Consider a decision-maker (DM) confronted with two bags each containing red and blue balls: a Risky Bag in which the proportion of Red balls is exactly ½; and an Ambiguous Bag in which the proportion of red balls is unknown, but which could be either ½+ α or ½-α. The DM must choose a bag and a colour, one ball is randomly drawn from the bag and, if it is the colour he or she chose, the DM gets paid £10, otherwise £0. Before choosing, the DM can buy information about the composition of the Ambiguous Bag, in the form of a Brownian motion that depends upon the true composition of the Ambiguous Bag.  Epstein and Ji (2020) provide a solution to the optimal strategy of a DM with maxmin preferences. This depends upon his or her aversion to ambiguity. If this is sufficiently large, the DM should not buy information and should just choose a bag and a colour at random; if, however, ambiguity aversion is sufficiently low, the DM should keep on buying information until a threshold of the Brownian motion is crossed. We report on an experiment designed to test to see if subjects follow the optimal strategy. We find that most deviate from this optimal strategy. There could be other explanations of their behaviour.

 

May, 19th - Stefano Caria (Warwick University)
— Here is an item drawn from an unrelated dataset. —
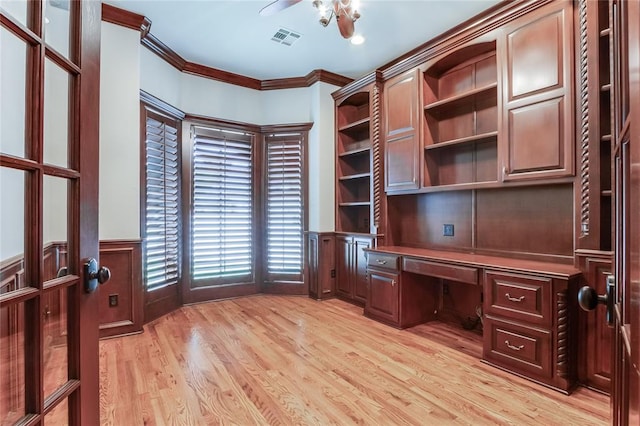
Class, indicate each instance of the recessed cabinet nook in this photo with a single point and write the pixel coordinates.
(460, 188)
The Allocation of Incentives in Multi-Layered Organizations

A classic problem faced by organizations is to decide how to distribute incentives among their different layers. By means of a field experiment with a large public-health organization in Sierra Leone, we show that financial incentives maximize output when they are equally shared between frontline health workers and their supervisor. The impact of this intervention on completed health visits is 61% larger than the impact of incentive schemes that target exclusively the worker or the supervisor. Also, the shared incentives uniquely improve overall health-service provision and health outcomes. We use these experimental results to structurally estimate a model of service provision and find that shared incentives are effective because worker and supervisor effort are strong strategic complements, and because side payments across layers are limited. Through the use of counterfactual model experiments, we highlight the importance of effort complementarities across the different layers of an organization for optimal policy design.

 

May, 26th - Alessandra Canepa (University of Turin)

Inflation Dynamics and Time-Varying Persistence: The Importance of the Uncertainty Channel

In this article we propose a time-varying measure of persistence that accounts for the impact of inflation uncertainty on persistence. Specifically, considering an AR(1)-APARCH(1,1)-in-mean-level process with breaks, we derive a persistence measure that explicitly accounts for the persistence of uncertainty in addition to the intrinsic persistence. Analyzing the inflation series for a number of countries we find evidence that inflation uncertainty plays an important role in shaping expectations and a higher level of uncertainty increases inflation persistence. Also, considering a number of unit root tests that are commonly used to test for inflation persistence using Monte Carlo experiments we show that if the breaks in the in-mean parameter are ignored conventional unit root tests might falsely indicate inflation as being a nonstationary rather than a stationary process.